Earthworms improve our soils!  Interesting and useful soil-inhabiting creatures, earthworms, Latin name Lunbricus terrestris, are common in our soils and when you see them in nature or in your garden you know something beneficial is happening.

Worms serve many important roles in nature, including improving soil structure and water infiltration by mixing and aerating the soil, helping moderate our alkaline soil pH by adding organic matter, bringing up minerals in the soil, and feeding the microbes which make nutrients more available to plant roots.

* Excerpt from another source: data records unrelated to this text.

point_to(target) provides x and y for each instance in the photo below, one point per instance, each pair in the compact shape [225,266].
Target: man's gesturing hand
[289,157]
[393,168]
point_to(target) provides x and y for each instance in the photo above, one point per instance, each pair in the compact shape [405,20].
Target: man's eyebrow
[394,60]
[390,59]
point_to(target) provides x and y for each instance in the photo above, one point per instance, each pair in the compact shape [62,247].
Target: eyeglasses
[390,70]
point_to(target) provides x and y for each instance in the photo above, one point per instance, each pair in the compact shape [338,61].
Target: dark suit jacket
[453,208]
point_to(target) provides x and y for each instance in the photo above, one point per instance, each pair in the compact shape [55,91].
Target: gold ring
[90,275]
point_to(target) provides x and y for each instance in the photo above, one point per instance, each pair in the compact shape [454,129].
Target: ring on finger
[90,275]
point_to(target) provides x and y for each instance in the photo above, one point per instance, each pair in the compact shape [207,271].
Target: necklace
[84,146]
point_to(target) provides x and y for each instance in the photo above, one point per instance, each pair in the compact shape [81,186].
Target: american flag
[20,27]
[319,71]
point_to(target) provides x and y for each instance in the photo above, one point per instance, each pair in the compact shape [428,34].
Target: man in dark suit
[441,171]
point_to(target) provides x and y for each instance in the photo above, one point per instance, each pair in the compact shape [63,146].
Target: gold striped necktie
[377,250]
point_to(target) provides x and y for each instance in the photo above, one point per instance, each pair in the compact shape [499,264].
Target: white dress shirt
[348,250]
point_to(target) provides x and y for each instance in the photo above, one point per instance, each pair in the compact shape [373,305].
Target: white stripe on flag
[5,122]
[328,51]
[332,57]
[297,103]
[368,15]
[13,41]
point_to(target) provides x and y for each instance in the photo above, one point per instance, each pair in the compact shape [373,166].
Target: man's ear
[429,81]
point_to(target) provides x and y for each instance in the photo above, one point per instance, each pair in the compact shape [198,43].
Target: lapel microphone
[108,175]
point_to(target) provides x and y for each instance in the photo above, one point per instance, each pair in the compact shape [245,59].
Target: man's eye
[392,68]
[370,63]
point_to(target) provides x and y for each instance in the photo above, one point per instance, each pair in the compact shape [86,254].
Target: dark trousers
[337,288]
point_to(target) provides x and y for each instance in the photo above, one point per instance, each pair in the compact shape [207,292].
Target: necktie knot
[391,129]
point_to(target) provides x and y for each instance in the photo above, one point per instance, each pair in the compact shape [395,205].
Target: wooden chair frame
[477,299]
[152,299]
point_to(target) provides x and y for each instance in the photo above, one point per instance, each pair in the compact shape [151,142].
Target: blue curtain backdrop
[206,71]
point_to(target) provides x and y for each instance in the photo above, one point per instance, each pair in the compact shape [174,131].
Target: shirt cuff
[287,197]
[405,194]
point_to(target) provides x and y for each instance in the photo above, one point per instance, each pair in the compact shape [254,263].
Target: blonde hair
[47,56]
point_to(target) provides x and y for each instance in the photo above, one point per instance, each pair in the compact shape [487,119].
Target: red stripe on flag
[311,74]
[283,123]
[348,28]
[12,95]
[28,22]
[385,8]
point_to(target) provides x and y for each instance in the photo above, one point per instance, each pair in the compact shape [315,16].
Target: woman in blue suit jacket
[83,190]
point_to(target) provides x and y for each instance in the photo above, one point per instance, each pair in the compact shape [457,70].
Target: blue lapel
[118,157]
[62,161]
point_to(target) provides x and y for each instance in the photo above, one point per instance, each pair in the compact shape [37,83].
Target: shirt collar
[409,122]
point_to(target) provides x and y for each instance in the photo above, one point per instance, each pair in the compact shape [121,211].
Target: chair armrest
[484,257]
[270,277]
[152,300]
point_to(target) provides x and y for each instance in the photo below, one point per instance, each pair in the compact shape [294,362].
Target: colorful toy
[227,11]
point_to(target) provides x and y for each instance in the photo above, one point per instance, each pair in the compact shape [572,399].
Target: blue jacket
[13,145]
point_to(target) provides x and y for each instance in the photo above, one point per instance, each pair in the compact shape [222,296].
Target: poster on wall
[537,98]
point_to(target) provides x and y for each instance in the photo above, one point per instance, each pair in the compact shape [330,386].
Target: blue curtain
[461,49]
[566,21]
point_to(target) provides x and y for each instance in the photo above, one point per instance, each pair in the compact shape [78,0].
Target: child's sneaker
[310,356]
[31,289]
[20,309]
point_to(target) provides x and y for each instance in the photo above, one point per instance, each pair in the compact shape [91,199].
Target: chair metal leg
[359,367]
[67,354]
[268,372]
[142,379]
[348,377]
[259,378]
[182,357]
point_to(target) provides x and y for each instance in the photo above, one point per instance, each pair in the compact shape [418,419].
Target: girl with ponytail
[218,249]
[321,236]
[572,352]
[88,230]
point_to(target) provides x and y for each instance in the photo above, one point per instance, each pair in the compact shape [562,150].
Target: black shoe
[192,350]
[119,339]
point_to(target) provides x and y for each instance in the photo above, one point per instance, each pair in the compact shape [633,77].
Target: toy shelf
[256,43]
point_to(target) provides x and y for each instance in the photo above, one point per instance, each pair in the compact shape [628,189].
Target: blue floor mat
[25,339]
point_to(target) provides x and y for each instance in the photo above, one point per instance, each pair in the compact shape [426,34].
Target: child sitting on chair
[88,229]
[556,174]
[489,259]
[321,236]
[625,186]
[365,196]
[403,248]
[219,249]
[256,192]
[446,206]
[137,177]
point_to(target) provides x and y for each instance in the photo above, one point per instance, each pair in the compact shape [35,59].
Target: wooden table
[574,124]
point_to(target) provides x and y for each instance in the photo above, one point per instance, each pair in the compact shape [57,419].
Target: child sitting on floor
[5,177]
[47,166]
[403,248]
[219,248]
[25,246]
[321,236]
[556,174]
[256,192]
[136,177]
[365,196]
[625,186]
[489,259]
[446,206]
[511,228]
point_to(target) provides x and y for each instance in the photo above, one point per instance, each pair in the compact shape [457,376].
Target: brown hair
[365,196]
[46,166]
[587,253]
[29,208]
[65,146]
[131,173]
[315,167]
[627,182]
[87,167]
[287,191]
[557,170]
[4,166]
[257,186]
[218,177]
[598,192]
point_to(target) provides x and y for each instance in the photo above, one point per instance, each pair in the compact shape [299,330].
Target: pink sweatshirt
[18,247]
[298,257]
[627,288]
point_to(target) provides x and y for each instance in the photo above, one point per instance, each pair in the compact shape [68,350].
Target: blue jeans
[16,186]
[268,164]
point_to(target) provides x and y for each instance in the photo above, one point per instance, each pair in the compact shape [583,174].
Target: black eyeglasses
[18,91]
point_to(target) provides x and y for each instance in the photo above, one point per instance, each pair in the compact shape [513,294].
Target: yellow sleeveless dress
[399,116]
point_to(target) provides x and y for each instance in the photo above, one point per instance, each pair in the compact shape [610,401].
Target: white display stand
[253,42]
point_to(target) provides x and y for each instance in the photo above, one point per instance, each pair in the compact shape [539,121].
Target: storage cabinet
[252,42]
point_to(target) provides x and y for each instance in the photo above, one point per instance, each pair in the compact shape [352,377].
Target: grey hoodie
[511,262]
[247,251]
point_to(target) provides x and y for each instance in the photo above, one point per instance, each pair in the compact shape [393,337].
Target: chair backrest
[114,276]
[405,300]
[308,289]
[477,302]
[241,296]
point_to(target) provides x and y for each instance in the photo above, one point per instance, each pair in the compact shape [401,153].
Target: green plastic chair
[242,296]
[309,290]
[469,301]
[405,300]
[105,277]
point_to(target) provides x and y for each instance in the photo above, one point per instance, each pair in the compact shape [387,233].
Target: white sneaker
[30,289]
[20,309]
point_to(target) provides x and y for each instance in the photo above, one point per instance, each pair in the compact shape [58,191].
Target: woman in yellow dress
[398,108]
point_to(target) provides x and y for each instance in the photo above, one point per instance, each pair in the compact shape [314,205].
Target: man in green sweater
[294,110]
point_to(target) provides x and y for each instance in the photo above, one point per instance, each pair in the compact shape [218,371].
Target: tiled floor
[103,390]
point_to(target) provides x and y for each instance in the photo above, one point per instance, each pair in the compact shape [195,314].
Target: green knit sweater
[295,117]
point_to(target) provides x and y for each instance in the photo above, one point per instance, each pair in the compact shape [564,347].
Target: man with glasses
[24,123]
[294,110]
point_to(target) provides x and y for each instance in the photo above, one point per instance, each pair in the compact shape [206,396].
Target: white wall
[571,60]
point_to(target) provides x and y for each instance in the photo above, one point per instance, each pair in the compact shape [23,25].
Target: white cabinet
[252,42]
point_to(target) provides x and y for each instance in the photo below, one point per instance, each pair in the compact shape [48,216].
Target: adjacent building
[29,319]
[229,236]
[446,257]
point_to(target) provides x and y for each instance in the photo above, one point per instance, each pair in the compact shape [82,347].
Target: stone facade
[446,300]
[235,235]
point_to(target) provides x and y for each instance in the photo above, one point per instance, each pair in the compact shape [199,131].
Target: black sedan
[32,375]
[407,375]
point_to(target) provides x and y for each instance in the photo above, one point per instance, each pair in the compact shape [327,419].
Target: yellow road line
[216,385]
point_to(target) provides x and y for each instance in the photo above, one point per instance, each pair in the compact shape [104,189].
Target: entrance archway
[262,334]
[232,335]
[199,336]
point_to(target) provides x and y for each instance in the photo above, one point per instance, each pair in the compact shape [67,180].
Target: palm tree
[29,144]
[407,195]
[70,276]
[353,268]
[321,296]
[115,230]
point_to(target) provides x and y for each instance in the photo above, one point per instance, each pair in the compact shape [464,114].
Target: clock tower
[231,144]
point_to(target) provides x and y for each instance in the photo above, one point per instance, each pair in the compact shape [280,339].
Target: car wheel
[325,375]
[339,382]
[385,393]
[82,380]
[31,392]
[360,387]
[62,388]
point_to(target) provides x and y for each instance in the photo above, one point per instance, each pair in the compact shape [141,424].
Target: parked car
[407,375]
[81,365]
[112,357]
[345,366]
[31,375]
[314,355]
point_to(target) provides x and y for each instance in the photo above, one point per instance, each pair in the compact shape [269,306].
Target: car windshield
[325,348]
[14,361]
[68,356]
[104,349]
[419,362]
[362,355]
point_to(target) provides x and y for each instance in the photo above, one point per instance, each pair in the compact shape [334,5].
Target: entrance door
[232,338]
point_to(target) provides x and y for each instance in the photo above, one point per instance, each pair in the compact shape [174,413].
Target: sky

All this is accomplished through their daily feeding and elimination habits.

Cold-blooded invertebrates, earthworms have no backbones.  Their bodies are segmented, enabling them to move and burrow though soils. Mature worms have a structure called clitella, which appears as a swollen area in the middle of their body and is associated with the worm’s reproductive system. Worms have both male and female reproductive organs, so after mating each worms can produce cocoons in which the new worms are formed.

Earthworms can be cultivated in your own backyard or even under your kitchen sink, thus enabling you to reap the benefits of their soil building actions.  Worm composting, or “vermiculture”, is an effective way to compost fruit and vegetable scraps from your kitchen.

  1. Get a box with a lid made from wood, plastic, or styrofoam. This box has to be able to contain moisture and provide darkness for the worms.
  2. Fill the box with moist bedding made from shredded newspaper and add worms. The best worms for vermiculture are red wrigglers, a species of earthworm with Latin name Eisenia fedida, which can be bought from nurseries or local vermiculture gardeners.
  3. Place the box in a garage, shed, on a sheltered and shaded patio, or even under your sink where temperatures do not vary greatly as worms can be stressed by too much variation in temperature.
  4. Add kitchen scraps and watch what happens. Magic! All the scraps will turn into “black gold” as the worms consume the organic matter and excrete castings, a rich garden soil amendment.
  5. Worm castings can be top-dressed on the soil or mixed into your garden soil to improve its nutritional content and structure.

Worm castings are a rich source of nutrients for your soil and its micro-organisms.  They are free, organic and “green”.  That is how earthworms improve our soils!